I was good at mathematics in school. Basic calculations have always come easy for me, and in high school i had a pretty firm grasp on more complicated geometry, calculus, etc. But i’m a historian now, and haven’t done any formal math study or advanced calculations since i left school.
Since arriving in the US, i’ve become a big baseball fan, and also interested in the statistics of the game. Not just ERA and Batting Average and Slugging Percentage, but the more esoteric stuff done by the Sabermetrics crowd on websites like Baseball Prospectus. But i’ve never actually gotten into doing any math myself; i just read what other folks do, and absorb their (usually very good) explanations of what their calculations can tell us. I have no idea how to do a regression analysis, and while i understand why standard deviation is important, i’m still not sure how to read a SD and derive significance from it.
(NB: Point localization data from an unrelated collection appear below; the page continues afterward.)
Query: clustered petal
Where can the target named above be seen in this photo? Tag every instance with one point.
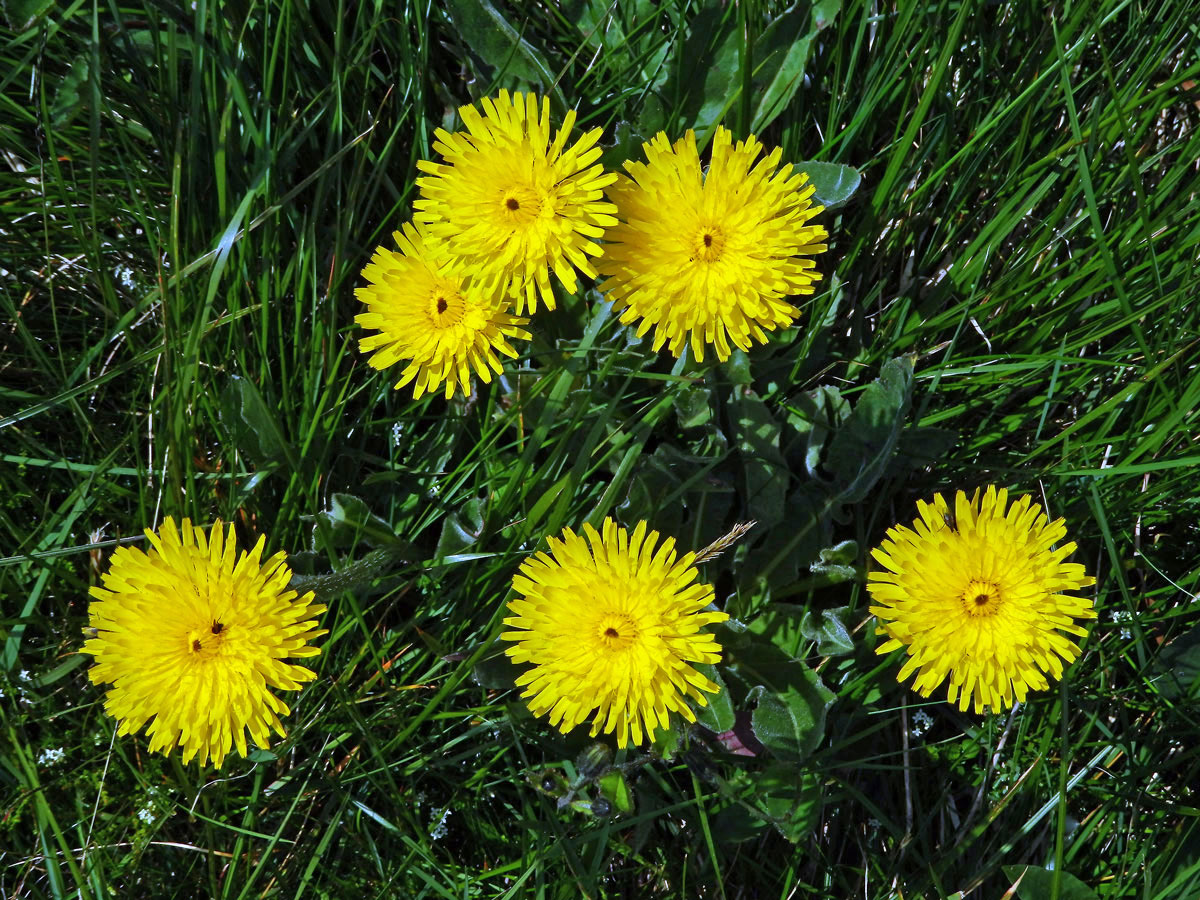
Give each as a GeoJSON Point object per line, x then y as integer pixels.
{"type": "Point", "coordinates": [515, 205]}
{"type": "Point", "coordinates": [711, 258]}
{"type": "Point", "coordinates": [443, 324]}
{"type": "Point", "coordinates": [513, 202]}
{"type": "Point", "coordinates": [610, 624]}
{"type": "Point", "coordinates": [191, 636]}
{"type": "Point", "coordinates": [978, 597]}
Anyway, i’ve decided to try and get a little better at some of this stuff, so i’ve got a Statistics for Dummies book and a few websites and i’m learning.
The thing i’m working on now—inspired by a post on a baseball blog i read—is trying to see whether there’s any correlation between a team’s September performance and its performance in the playoffs. I have gathered data about the September winning % and the playoff winning percentage for all playoff teams since 1976. That gives me 30 years of data (1994 missing due to strike), and a total of 172 playoff teams (8 teams per year in Wild Card era; 4 teams per year before that).
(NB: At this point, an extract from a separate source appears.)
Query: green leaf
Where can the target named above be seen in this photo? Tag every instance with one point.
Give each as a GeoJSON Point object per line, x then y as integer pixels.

The thing is, though, that i’m still not clear on when different types of correlation are appropriate. To get correlation for this group of stats, i used the Pearson Product Moment Correlation. Based on the reading i’ve done, it seems appropriate, but i’m not completely confident. Is this an appropriate measure to use in this case? If not, why not? And what should i use instead?
So far, the correlation i’ve derived is between Septmember Win % and Playoff Win %. That seems fairly straightforward, because i’m comparing similar numbers (Win%). The Pearson correlation i’ve arrived at for these numbers is 0.018, or basically no correlation, positive or negative.
I also have another question about determining correlation between September wins and Playoff success, where “success” is defined as winning the World Series. How would i do this? Can i assign “success” a sort of binary value, where Winning World Series = 1 and Not Winning World Series = 0? This one has me confused.
Any help you can give my overtaxed stats brain would be appreciated.